Notre flotte touche terre à Limasol sur l’île de Chypre le 17 septembre, Henri premier de Lusignan, roi de l’île, accueille Saint Louis à bras ouverts., c’est là que nous attendons les renforts en hommes et en chevaux.avant de voguer su Damiette, premier objectif de la reconquête.
Nous arrivons en vue des murailles de Damiette le 4juin 1249, gardée par l’armée du sultan du Caire bien renseigné sur notre arrivée. Notre armée,  hérissée de piques, étincelantes, de heaumes, de boucliers, de bannières, attend sur la plage. Saint Louis réunit le conseil de guerre à bord de la nef royale baptisée « Montjoie »; plusieurs chevaliers proposent d’attendre que tous les vaisseaux soient arrivés de même que l’escale de Chypre devait éviter la dispersion; mais le roi est d’avis d’attaquer sur l’heure, afin que l’ennemi ne puisses se ressaisir, c’est alors qu’il prononce ces mots:

« Mes fidèles amis, nous serons invincibles si nous sommes inséparables dans notre charité.Je ne suis pas le roi de France, je ne suis pas la Saint Eglise, c’est vous qui êtes l’un et l’autre.

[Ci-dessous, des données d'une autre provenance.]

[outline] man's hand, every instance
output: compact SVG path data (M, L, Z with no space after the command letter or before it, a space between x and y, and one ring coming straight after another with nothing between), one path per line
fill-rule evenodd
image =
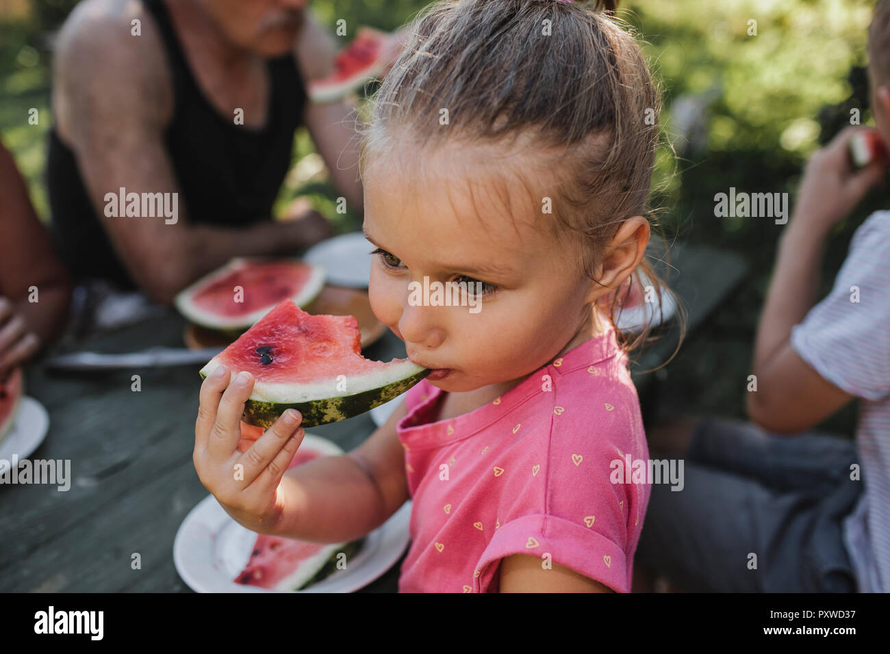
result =
M0 296L0 382L40 349L40 338L28 327L15 304Z
M885 168L874 161L861 171L850 164L849 141L859 130L847 127L816 152L806 164L804 180L797 193L793 224L805 226L807 231L826 236L842 221L862 197L883 180Z

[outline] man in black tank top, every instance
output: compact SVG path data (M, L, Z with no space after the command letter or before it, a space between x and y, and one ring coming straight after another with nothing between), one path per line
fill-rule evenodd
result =
M333 233L271 210L305 124L362 210L345 102L308 101L336 45L305 0L85 0L58 42L48 182L76 279L168 303L235 255L293 254Z

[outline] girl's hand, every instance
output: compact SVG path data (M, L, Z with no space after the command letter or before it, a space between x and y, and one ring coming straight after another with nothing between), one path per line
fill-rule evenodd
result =
M0 382L39 349L40 338L15 311L15 304L0 296Z
M827 236L869 190L881 182L885 167L880 160L860 171L851 166L847 154L850 139L863 129L869 128L847 127L810 157L797 192L792 223L801 223L807 231Z
M229 384L230 376L220 366L201 384L192 461L204 488L229 515L248 529L271 534L287 505L279 484L305 435L303 416L288 409L246 452L238 451L254 377L242 372Z

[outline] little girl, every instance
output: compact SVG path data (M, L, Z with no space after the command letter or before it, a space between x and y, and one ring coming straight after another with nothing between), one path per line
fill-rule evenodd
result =
M371 305L433 372L360 448L283 474L299 414L239 452L253 379L220 367L194 462L239 522L349 541L412 498L401 592L630 590L650 487L615 471L649 452L614 289L649 270L659 99L597 9L441 0L416 20L361 176ZM477 311L411 301L425 278Z

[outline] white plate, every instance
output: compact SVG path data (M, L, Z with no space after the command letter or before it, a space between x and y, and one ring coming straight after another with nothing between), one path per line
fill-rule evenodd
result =
M388 402L384 402L383 404L375 407L371 409L371 420L373 420L374 424L379 427L389 420L389 416L392 415L392 412L395 411L399 404L404 401L404 400L405 396L400 395Z
M341 234L312 246L303 255L307 263L324 266L327 281L338 287L368 288L373 243L361 232Z
M320 446L319 441L328 443ZM327 439L306 434L301 448L330 451ZM314 447L313 447L314 446ZM339 448L337 448L339 449ZM342 450L340 450L342 452ZM392 567L409 542L411 517L409 500L384 524L365 537L361 550L346 565L323 581L295 593L352 593ZM236 584L234 579L250 555L256 534L233 521L212 495L201 500L182 521L173 545L176 571L198 593L271 593Z
M19 461L28 458L44 442L49 428L50 416L44 405L23 396L15 409L12 426L0 440L0 459L12 463L13 455Z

Je ne suis qu’un homme dont la vie finira comme la vôtre quand il plaira à Dieu. Si nous sommes vaincus, nous sommes martyrs, si nous triomphons, la gloire de Dieuen sera exaltée, aussi que celle de la France, aussi celle de la chrétienté même. »

Le lendemain on tente le débarquement, les grands navires ne pouvant approcher en raison de leur tirant d’eau, on s’entasse dans de petites barques par grappes de combattants; d’autres sautent à la mer, avec leur cotte de mailles, et tout ce monde s’avance en direction de la cavalerie et de l’infanterie sarrasines. 
Les archers et les arbalétriers ennemis tentent d’opposer rideau de flèches; les francs répondent par un contre-tir aussi dru, et forcent le barrage, les uns baignant dans l’eau. Jusqu’aux aisselles  ou jusqu’à la ceinture selon les endroits.
Pour ma part je me met à l’eau avec les deux grands destriers de combat de mon maître Jocerand, avec grande crainte de me noyer, ayant de l’eau jusqu’au menton, alors qu’on ne m’a jamais appris à nager; d’ailleurs ce sont plutôt les chevaux qui m’entraînent vers la plage, pressés qu’ils sont de retrouver la terre ferme.
Quand mon maître se met en selle, les premières lignes des francs atteignent le rivage en nombre, les sarrasins chargent alors furieusement mais viennent s’embrocher sur les buissons de piques dardées, puis démoralisés par la mort de leur émir, soudain ils tournent brident et s’enfuient, sans doute épouvantés par le spectacle de cette flotte qui grandit de minute en minute, de cette multitude héroïque fendant les eaux, fonçant vers la plage, avec ses armes et ses cuirasses, vision effrayante et superbe.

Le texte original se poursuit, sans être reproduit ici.